# [SOLVED] XP suddenly can't see workgroup resources



## tripap (Mar 6, 2008)

I have five computers all members of the same workgroup. Two of them are running XP Professional SP3. Today while I was getting ready to open a Network Place defined on one of them, the list of network places emptied and I was left with only "Local Network" and "The Internet" in the right pane of the Explorer window. I tried to view workgroup computers and received the error: "Workgroup is not accessible. You might not have permission to use this network resource.. The list of servers for this workgroup is not currently available." Other than the usual updates from MS, Adobe, and Apple, nothing has been changed on this computer for weeks, and it was working fine, with a sizeable list of network places defined that opened folders on other workgroup computers.
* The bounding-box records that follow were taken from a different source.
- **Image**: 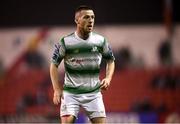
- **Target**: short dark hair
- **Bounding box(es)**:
[75,5,93,13]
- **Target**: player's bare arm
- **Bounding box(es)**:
[100,60,115,90]
[50,63,62,105]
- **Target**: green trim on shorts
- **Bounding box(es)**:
[63,84,100,94]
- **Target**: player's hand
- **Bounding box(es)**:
[53,90,62,105]
[100,78,111,90]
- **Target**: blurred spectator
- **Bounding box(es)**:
[152,74,178,90]
[26,50,46,68]
[165,112,180,124]
[0,57,5,79]
[131,97,154,113]
[159,39,172,65]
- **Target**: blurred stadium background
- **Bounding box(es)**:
[0,0,180,123]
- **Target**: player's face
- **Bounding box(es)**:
[77,10,95,33]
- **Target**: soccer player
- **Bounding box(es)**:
[50,5,115,123]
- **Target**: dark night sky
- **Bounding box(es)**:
[0,0,180,27]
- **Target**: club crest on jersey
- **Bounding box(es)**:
[91,46,98,52]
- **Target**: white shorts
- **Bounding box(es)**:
[60,91,106,119]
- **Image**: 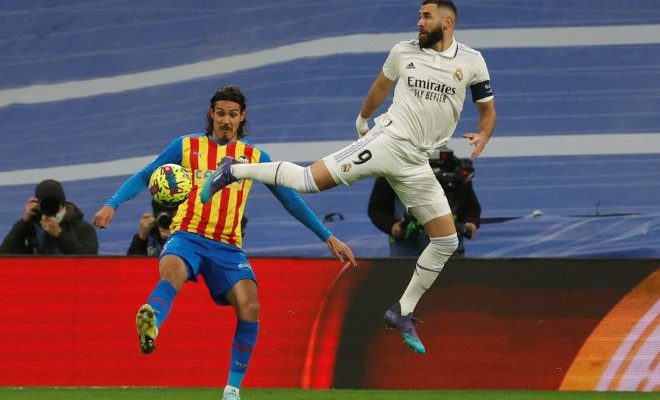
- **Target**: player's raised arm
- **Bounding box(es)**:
[463,99,496,159]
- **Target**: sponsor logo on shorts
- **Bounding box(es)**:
[238,263,252,269]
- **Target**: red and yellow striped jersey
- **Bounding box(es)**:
[170,135,261,247]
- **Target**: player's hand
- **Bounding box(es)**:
[463,133,490,160]
[41,215,62,237]
[138,213,156,240]
[463,222,478,240]
[92,206,115,229]
[326,236,357,267]
[355,114,369,138]
[21,197,39,222]
[390,220,406,239]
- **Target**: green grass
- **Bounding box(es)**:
[0,388,658,400]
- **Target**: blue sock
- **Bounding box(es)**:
[227,320,259,388]
[147,281,176,328]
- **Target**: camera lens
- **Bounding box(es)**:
[39,197,60,217]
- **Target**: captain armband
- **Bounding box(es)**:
[470,81,493,103]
I'm running Win7, XP Professional, and Vista Ultimate on three other machines, all of which can see and connect to the shares on the computer with the problem, but the computer with the problem can't see anything. I can use nbtstat on the problem machine and see the other computers, but Explorer doesn't see them. I just tried seaching for one of the other computers from the problem machine using Search Companion, and it found the computer and could access its shares. So why can't Network Places do the same thing? Any ideas appreciated.


----------



## tripap (Mar 6, 2008)

*Re: XP suddenly can't see workgroup resources*

Problem is eliminated, but I don't know exactly how. After trying to restore to a number of different restore points over the last week, just in case the problem was due to some update, I did power cycle reset on my router (WRT160N) that power my network, and when the router came back up, the problem was gone. I'm marking the problem a solved, but I wish I knew how the router could get fouled up so as to prevent one computer from seeing the rest of the computers.


----------



## webdeveloper (Jan 5, 2012)

Thank you so much for posting this! Same problem years later with XP, tried many things including resetting the Node Type via Regedit, but nothing worked. Then, I cycled the router and it's fixed. Thank you!


----------